Das liegt nicht nur an den Schwächen der methodischen Paradigmen, sondern hat auch systematische Gründe. In einer schlüssigen Analyse hat der Sozialpsychologe Warren Thorngate (1976) aufgezeigt, dass eine Theorie sozialen Verhaltens nicht zugleich allgemein (general), einfach (simple) und genau (accurate) sein kann. Möglich ist immer nur die Realisierung von zwei der drei Kriterien. Theorien, die allgemein und einfach sind, sind in der Regel ungenau, Theorien, die einfach und genau sind, sind zumeist partikulär, und Theorien, die genau und allgemein sind, sind nicht einfach. Aus diesem Trilemma scheint es keinen Ausweg zu geben.
Der Organisationspsychologe Karl Weick (2007), der sich Thorngates Argumentation anschliesst, spricht vom Postulat der angemessenen Komplexität und bringt damit zum Ausdruck, dass die drei Unvereinbarkeiten insbesondere bei der Untersuchung von komplexen Phänomenen auftreten. Da es die Unterrichtsforschung anerkanntermassen mit einem komplexen Gegenstand zu tun hat, ist sie gezwungen, diesen zu vereinfachen, um die Methoden des Experiments und der Statistik anzuwenden. Dies tut sie, indem sie Komplexität als Kompliziertheit und organisierte Komplexität als unorganisierte Komplexität deutet. Sie mag damit zu einfachen und allgemeinen Theorien finden, jedoch sind diese nicht genau, weil sie der (organisierten) Komplexität pädagogischer Wirklichkeit nicht gerecht werden. Mittels Fallstudien lässt sich ein Stück Genauigkeit zurückgewinnen, jedoch geht dies auf Kosten der Einfachheit oder Allgemeingültigkeit der Erkenntnisse.
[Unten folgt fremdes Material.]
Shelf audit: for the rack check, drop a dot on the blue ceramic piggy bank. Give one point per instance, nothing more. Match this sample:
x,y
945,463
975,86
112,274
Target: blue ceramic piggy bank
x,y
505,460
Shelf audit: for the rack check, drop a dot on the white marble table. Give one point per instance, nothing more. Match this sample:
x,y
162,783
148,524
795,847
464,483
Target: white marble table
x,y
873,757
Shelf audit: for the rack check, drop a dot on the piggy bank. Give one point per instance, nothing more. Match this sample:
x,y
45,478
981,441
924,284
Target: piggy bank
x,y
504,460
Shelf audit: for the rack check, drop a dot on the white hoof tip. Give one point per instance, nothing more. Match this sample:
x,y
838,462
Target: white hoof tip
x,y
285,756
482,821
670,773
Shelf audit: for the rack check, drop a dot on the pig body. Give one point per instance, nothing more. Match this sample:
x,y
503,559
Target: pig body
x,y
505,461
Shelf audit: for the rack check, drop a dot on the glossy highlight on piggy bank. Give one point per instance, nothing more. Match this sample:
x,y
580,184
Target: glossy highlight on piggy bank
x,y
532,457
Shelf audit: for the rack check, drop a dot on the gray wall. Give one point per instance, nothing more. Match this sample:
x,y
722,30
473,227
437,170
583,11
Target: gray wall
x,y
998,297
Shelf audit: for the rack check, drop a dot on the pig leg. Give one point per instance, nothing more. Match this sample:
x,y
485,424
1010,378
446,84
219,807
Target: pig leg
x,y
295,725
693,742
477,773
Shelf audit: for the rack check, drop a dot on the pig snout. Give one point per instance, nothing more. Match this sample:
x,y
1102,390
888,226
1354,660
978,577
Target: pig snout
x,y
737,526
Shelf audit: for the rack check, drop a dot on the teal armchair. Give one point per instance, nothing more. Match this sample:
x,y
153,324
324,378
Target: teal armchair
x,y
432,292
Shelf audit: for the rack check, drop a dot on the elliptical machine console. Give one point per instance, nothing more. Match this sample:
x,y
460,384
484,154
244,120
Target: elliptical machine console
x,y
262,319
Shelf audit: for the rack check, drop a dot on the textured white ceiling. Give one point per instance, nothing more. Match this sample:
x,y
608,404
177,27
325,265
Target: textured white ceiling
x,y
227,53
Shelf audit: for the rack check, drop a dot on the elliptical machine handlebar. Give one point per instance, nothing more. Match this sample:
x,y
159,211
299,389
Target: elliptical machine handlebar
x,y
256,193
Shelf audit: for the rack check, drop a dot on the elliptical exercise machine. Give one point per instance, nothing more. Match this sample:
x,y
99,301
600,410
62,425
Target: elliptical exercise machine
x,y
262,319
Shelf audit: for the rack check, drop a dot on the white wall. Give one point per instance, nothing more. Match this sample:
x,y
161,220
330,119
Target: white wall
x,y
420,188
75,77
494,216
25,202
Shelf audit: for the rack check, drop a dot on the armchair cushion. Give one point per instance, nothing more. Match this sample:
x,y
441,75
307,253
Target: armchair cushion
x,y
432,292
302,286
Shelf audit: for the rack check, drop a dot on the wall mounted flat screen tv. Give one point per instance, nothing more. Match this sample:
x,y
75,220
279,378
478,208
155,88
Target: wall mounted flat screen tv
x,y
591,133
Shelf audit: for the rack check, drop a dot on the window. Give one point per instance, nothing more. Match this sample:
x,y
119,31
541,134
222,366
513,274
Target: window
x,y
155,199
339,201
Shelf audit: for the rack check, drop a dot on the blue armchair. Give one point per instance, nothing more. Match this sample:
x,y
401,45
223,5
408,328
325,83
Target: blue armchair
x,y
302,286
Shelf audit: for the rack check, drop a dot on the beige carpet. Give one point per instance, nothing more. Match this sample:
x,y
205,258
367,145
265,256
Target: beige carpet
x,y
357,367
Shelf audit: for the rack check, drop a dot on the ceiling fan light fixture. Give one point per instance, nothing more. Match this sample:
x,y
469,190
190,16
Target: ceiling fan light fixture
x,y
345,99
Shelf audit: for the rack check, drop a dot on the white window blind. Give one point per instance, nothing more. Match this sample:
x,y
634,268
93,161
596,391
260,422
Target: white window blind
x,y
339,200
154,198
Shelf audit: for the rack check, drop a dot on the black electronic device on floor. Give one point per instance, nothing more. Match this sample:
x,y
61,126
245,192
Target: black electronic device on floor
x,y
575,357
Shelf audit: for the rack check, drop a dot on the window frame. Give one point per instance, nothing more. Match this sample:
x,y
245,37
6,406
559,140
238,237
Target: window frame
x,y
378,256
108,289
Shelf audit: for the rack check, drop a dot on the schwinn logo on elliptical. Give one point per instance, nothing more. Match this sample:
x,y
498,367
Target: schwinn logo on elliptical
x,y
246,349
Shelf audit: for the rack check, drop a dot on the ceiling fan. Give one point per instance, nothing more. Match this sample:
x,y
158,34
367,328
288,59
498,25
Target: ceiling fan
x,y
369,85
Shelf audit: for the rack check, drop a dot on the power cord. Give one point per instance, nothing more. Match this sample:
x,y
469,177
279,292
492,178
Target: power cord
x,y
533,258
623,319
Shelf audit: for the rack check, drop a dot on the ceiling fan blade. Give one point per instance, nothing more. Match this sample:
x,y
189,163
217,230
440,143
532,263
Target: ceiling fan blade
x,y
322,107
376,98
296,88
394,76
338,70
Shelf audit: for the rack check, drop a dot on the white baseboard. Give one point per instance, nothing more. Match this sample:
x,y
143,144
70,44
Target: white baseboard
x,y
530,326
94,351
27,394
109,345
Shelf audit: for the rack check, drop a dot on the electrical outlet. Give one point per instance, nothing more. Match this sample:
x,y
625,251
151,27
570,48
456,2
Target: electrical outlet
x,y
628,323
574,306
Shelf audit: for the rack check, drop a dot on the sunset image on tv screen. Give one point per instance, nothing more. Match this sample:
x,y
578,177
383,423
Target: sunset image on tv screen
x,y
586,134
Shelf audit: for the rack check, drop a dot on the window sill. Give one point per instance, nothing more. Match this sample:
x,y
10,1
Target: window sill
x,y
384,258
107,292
Grenzen der Unterrichtsforschung
Thorngates Postulat zeigt auch, weshalb eine einzelne Studie nicht in der Lage ist, abschliessende Erkenntnisse zu liefern. Wenn Untersuchungen sozialen Verhaltens Ergebnisse liefern, die nicht zugleich allgemein, einfach und genau sein können, dann bedarf es unweigerlich einer Mehrzahl von Studien, um ein verlässliches Bild von einem Forschungsgegenstand zu gewinnen. Erst wenn mehrere Studien mit unterschiedlichem Design und unterschiedlichen Methoden zu vergleichbaren Resultaten führen, können wir annehmen, ein Stück belastbares Wissen über Schule und Unterricht gewonnen zu haben. Aber selbst dann sind wir weit davon entfernt, über «wissenschaftlich gesicherte Erkenntnisse» zu verfügen. Wie jede Forschung ist auch die Unterrichtsforschung ein Suchen nach Mustern in einer Welt, die so reich an Details ist, dass wir nie in der Lage sein werden, sie endgültig zu erfassen.
Wie jede Forschung ist auch die Unterrichtsforschung ein Suchen nach Mustern in einer Welt, die so reich an Details ist, dass wir nie in der Lage sein werden, sie endgültig zu erfassen.
Dabei lässt sich ziemlich genau angeben, wo die Ursachen für die methodischen Probleme der Unterrichtsforschung liegen. Sie liegen in der Zeitgestalt des Unterrichts. In sozialen Systemen, wie der Unterricht eines darstellt, sind Strukturen nicht unabhängig von den Prozessen, die zu den Strukturen führen und diese aufrechterhalten. Da man in einem sozialen System zudem nicht zu jeder Zeit mit allen Mitgliedern des Systems Kontakt haben kann, verändert sich dessen relationale Struktur über die Zeit. Bei Luhmann (1993) steht dafür der Begriff der Temporalisierung von Komplexität, womit gemeint ist, dass Komplexität in sozialen Systemen im Nacheinander realisiert wird. Die Ordnung im Sozialsystem Unterricht kann daher nicht statisch, sondern muss dynamisch gedacht werden.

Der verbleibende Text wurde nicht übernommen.